Anne Linehan

Personal information
- Full name: Anne Margaret Linehan
- Born: 7 October 1973 (age 52) Downpatrick, Northern Ireland
- Batting: Left-handed
- Bowling: Right-arm medium
- Role: Wicket-keeper

International information
- National side: Ireland (1989–2008);
- Only Test (cap 4): 30 July 2000 v Pakistan
- ODI debut (cap 19): 19 July 1989 v Denmark
- Last ODI: 18 February 2008 v Pakistan

Career statistics
| Competition | WTest | WODI | WLA |
| Matches | 1 | 60 | 62 |
| Runs scored | 27 | 699 | 714 |
| Batting average | – | 14.26 | 14.28 |
| 100s/50s | 0/0 | 0/3 | 0/3 |
| Top score | 27* | 74 | 74 |
| Balls bowled | – | 300 | 300 |
| Wickets | – | 5 | 5 |
| Bowling average | – | 38.60 | 38.60 |
| 5 wickets in innings | – | 0 | 0 |
| 10 wickets in match | – | 0 | 0 |
| Best bowling | – | 2/28 | 2/28 |
| Catches/stumpings | 1/0 | 18/9 | 18/9 |
- Source: CricketArchive, 1 December 2021

= Anne Linehan =

Irish cricketer

Anne Margaret Linehan (born 7 October 1973) is a Northern Irish former cricketer who played as a left-handed batter and wicket-keeper. She appeared in one Test match and 60 One Day Internationals (ODIs) for Ireland between 1989 and 2008. She has the seventh longest career in ODI matches.
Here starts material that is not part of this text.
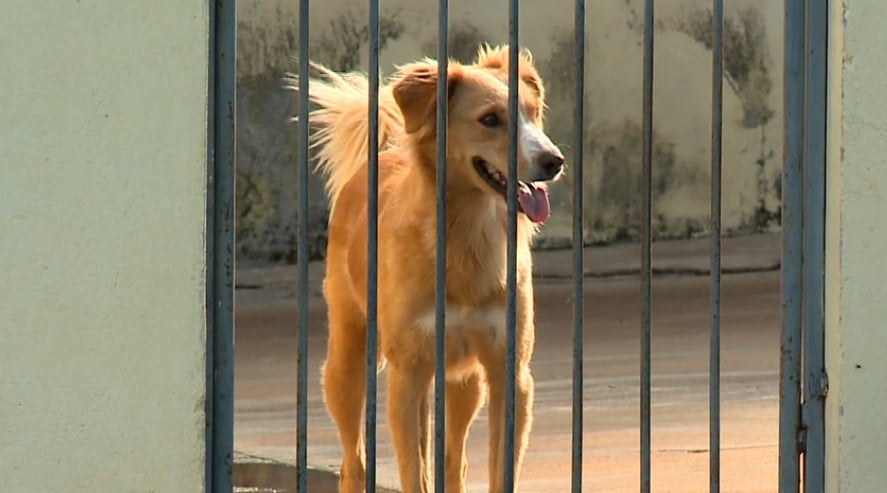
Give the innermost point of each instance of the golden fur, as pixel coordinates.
(476, 258)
Linehan was born in Downpatrick, Northern Ireland, and played most of her club cricket for Downpatrick Cricket Club. She made her international debut at the 1989 European Cup in Denmark, and took four wickets at the tournament, including 2/28 against England. Linehan initially played as an all-rounder, bowling right-arm medium pace, but after the 1990 European Cup did not bowl again at international level. At the 1991 edition of the tournament, hosted by the Netherlands, she made her debut as Ireland's wicket-keeper. However, after that she did not again appear for the national team until 1995, missing the opportunity to play at the 1993 World Cup.
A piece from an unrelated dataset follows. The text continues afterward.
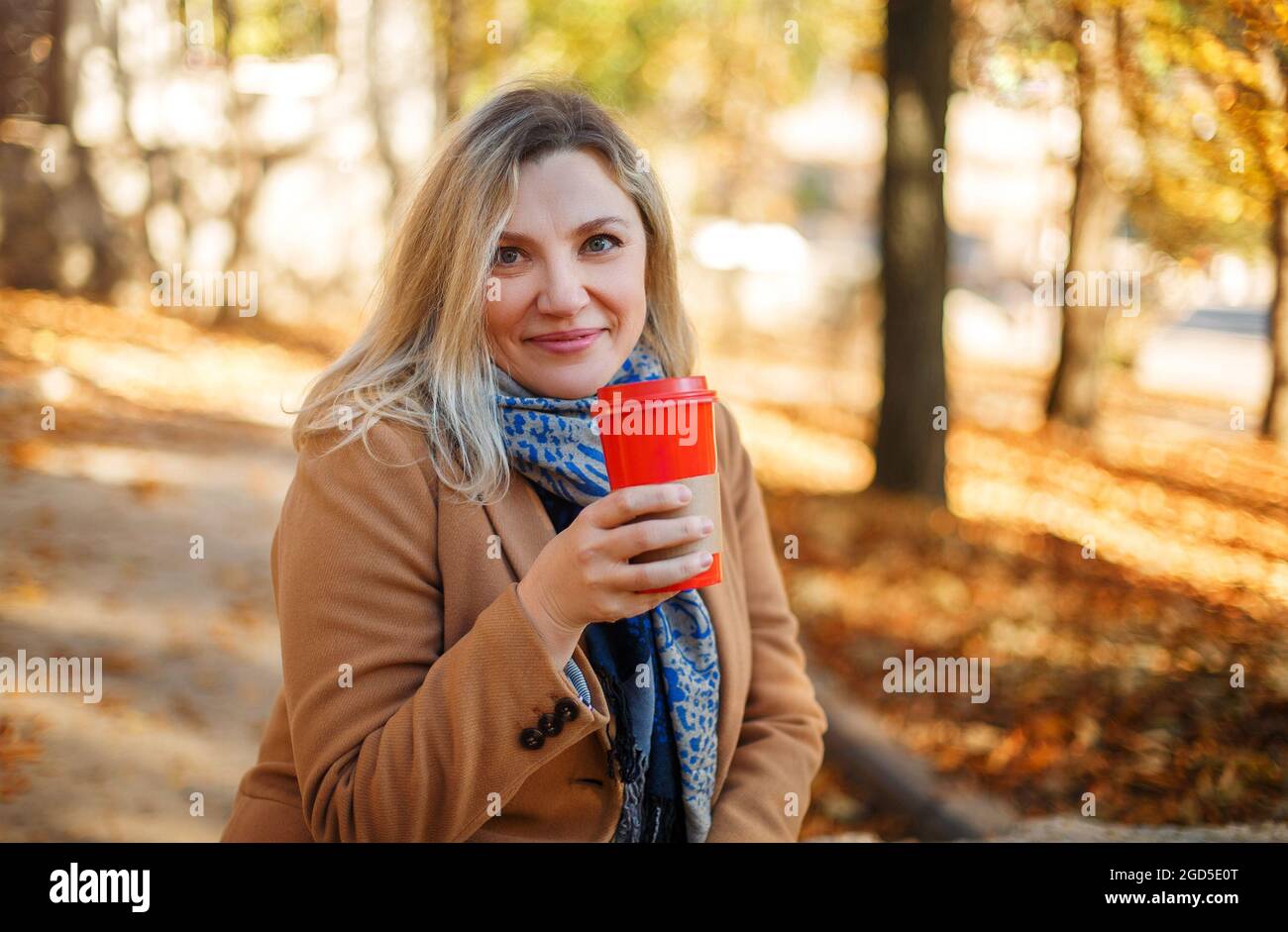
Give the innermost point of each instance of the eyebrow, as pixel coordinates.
(581, 231)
At the 1995 European Cup, Linehan scored two half-centuries – 74 against Denmark and 56 against the Netherlands – with only her teammate Mary-Pat Moore scoring more runs. Against Denmark, she and Moore put on 181 runs for the opening wicket, an Irish record. Although by then a regular in Ireland's team, Linehan did not play at the 1997 World Cup in India. During the late 1990s, she often played solely as a batsman, with Sandra Dawson taking on the wicket-keeping duties. In July 2000, Linehan was selected in Ireland's squad for its inaugural (and, so far, only) Test match, against Pakistan. She made 27 not out batting fifth in Ireland's only innings, as her team won by an innings and 54 runs.
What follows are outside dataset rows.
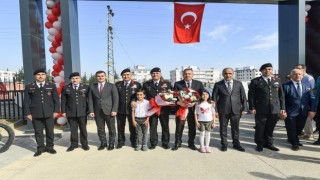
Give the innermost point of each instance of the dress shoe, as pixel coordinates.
(271, 147)
(102, 146)
(71, 148)
(51, 151)
(192, 146)
(38, 153)
(110, 147)
(239, 148)
(224, 148)
(166, 146)
(85, 147)
(259, 148)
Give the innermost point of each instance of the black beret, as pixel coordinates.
(125, 71)
(40, 70)
(265, 66)
(74, 74)
(156, 69)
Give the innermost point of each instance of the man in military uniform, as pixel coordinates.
(152, 88)
(41, 106)
(266, 102)
(127, 93)
(74, 103)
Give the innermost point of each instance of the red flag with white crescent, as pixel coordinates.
(187, 22)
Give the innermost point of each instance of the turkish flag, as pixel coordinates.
(187, 22)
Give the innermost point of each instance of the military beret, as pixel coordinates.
(74, 74)
(156, 69)
(265, 66)
(125, 71)
(40, 70)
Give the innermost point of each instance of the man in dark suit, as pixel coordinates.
(300, 103)
(74, 101)
(127, 93)
(103, 105)
(266, 102)
(230, 99)
(41, 106)
(152, 88)
(187, 82)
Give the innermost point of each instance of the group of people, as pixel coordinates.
(127, 100)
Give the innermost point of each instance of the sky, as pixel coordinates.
(232, 35)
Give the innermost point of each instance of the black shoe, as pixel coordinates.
(102, 146)
(295, 148)
(38, 153)
(239, 148)
(271, 147)
(85, 147)
(110, 147)
(166, 146)
(51, 151)
(259, 148)
(71, 148)
(224, 148)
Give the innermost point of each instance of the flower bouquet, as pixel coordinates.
(189, 97)
(167, 98)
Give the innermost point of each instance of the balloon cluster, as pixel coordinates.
(55, 37)
(308, 7)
Linehan finally made her World Cup debut at the 2000 event in New Zealand, playing in all seven of her team's matches. Against the Netherlands, she scored the third and final half-century of her ODI career, 54 runs from 68 balls. Linehan was appointed Ireland's captain for the 2002 season, and during that time skippered the side in five ODIs – three against New Zealand and two against India. She played a second World Cup for Ireland in 2005, and finished her international career at the 2008 World Cup Qualifier, aged 34. Linehan played 60 ODIs during her career, ranking her fifth for her country, and scored 699 runs, ranking her seventh.